The alpha-chloromethyl-gramine HCl (1a) fall as a viscous oil. The ether is decanted, and the oil is recrystallised with a little absolute EtOH. Add if necessary anhydrous Et₂O. The product may have a pink coloration.

Crude yield: 11.7 g (45%), mp=131°C. Recrystallise 3 times in Et₂O-EtOH or acetonitrile, final yield: 8.2g (32%), mp=138°C.

N,N-dimethyl tryptamine 2a

1 g of alpha-chloromethyl-gramine HCl is added to a suspension of 2,5 g of NaBH₄ in 75 mL of diglyme at 55°C with stirring. The slurry is warmed to 85-90°C and is kept at that temperature for 48h. The yellow coloration has disappeared. After 24h the mixture is cooled and poured on some ice. This is extracted with ethyl acetate and then the solvent is removed. The remaining oil has got a scatole stench and the TLC show two spot with Rf equal respectively to authentic sample of scatole and of DMT. These two products are separated by column chromatography (silice-celite 1/1). The scatole is eluted first with benzene and is identified by its mp and its picrate salt. The DMT is eluted with methanol (270 mg, 37%). After one recrystalisation with hexane, the product melt at 45°C, this mp is inchanged when authentic sample is mixed with it. The DMT is confirmed by its picrate salt, mp 166°C, and by its UV and IR spectra.

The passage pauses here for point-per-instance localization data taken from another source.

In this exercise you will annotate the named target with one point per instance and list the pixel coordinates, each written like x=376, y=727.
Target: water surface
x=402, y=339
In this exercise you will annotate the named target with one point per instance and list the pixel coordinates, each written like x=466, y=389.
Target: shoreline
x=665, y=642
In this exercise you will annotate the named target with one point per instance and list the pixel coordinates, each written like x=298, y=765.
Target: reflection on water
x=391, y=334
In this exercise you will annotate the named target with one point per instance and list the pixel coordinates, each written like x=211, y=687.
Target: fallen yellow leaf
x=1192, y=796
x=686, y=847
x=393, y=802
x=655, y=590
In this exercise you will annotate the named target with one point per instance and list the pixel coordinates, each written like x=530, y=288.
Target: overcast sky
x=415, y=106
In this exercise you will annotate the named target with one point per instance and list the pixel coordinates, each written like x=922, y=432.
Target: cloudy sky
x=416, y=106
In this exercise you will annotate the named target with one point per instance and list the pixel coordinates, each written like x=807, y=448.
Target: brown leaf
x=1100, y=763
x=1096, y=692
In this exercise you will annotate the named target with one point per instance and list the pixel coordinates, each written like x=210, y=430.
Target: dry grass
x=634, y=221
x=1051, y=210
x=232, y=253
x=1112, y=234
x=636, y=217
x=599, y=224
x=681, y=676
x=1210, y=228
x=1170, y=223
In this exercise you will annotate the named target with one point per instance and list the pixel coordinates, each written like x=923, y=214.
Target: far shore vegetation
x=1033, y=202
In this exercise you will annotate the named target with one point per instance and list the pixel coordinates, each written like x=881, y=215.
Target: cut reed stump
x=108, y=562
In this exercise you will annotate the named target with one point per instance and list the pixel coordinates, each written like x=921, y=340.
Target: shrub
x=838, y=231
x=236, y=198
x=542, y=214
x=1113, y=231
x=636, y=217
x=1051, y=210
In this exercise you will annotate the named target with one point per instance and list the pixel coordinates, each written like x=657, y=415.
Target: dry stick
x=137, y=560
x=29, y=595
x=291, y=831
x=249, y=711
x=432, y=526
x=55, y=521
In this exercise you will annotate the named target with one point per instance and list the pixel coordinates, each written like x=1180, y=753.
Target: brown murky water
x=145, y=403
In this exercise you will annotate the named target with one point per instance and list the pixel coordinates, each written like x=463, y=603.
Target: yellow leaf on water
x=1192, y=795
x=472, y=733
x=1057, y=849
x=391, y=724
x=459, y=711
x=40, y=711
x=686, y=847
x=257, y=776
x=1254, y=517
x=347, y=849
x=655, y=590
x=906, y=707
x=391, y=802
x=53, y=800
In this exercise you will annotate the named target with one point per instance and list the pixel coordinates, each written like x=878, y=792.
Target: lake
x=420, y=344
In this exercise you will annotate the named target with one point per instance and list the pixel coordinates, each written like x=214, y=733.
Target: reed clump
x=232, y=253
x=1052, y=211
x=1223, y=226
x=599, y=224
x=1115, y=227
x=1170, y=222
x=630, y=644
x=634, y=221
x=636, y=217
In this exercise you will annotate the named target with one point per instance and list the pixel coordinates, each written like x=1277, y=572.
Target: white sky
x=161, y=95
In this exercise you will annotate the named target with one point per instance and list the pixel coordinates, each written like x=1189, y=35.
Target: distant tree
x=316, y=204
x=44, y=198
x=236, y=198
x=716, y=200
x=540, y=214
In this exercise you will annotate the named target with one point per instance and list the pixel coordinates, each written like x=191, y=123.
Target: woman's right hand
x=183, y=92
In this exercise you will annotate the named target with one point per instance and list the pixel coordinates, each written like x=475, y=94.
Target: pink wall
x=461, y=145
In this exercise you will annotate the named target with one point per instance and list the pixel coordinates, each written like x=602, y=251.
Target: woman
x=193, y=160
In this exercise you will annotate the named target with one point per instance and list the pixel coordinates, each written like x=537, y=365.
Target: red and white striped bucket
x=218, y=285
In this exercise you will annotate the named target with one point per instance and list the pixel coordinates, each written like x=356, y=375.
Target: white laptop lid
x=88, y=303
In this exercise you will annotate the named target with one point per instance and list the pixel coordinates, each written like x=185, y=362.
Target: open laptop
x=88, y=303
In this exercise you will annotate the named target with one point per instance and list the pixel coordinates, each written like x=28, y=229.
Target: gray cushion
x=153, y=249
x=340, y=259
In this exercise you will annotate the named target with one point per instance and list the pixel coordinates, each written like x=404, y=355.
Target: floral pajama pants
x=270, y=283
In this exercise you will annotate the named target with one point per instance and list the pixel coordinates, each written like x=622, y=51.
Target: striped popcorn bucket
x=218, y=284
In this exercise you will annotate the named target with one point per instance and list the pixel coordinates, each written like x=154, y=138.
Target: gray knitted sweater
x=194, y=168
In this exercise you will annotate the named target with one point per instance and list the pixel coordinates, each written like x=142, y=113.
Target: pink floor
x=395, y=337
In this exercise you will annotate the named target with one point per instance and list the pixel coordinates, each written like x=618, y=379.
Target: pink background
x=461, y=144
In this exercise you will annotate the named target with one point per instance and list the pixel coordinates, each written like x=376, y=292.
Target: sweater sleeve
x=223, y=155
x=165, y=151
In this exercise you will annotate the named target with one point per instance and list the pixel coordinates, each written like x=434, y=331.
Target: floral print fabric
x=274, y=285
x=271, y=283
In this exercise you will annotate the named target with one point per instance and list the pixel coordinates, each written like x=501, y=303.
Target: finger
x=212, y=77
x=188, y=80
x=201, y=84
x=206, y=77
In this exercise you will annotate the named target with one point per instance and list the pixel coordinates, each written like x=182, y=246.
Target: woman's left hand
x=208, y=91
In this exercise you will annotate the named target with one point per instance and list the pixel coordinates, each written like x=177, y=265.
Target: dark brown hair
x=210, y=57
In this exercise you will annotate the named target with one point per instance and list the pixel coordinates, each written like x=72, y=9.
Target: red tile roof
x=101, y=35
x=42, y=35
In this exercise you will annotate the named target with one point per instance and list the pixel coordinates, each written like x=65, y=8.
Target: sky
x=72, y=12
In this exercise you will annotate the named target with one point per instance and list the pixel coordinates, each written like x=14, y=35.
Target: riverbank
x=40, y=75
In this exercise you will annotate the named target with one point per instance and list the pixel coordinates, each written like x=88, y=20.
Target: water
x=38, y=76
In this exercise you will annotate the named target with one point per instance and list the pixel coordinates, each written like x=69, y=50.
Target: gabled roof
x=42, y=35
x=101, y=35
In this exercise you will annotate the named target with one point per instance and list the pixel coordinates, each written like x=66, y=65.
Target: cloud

5-methoxy-N,N-dimethyl tryptamine

Same procedure. With 1g of the chloromethyl-amino-indole HCl we obtain an oil with only one spot on TLC. The picrate of this indolic base has got a correct analyse on C,H and N. It melt at 176°C. The freebase crystallise and its mp is 69°C. Yield: 28%, the HCl salt has a mp of 146°C.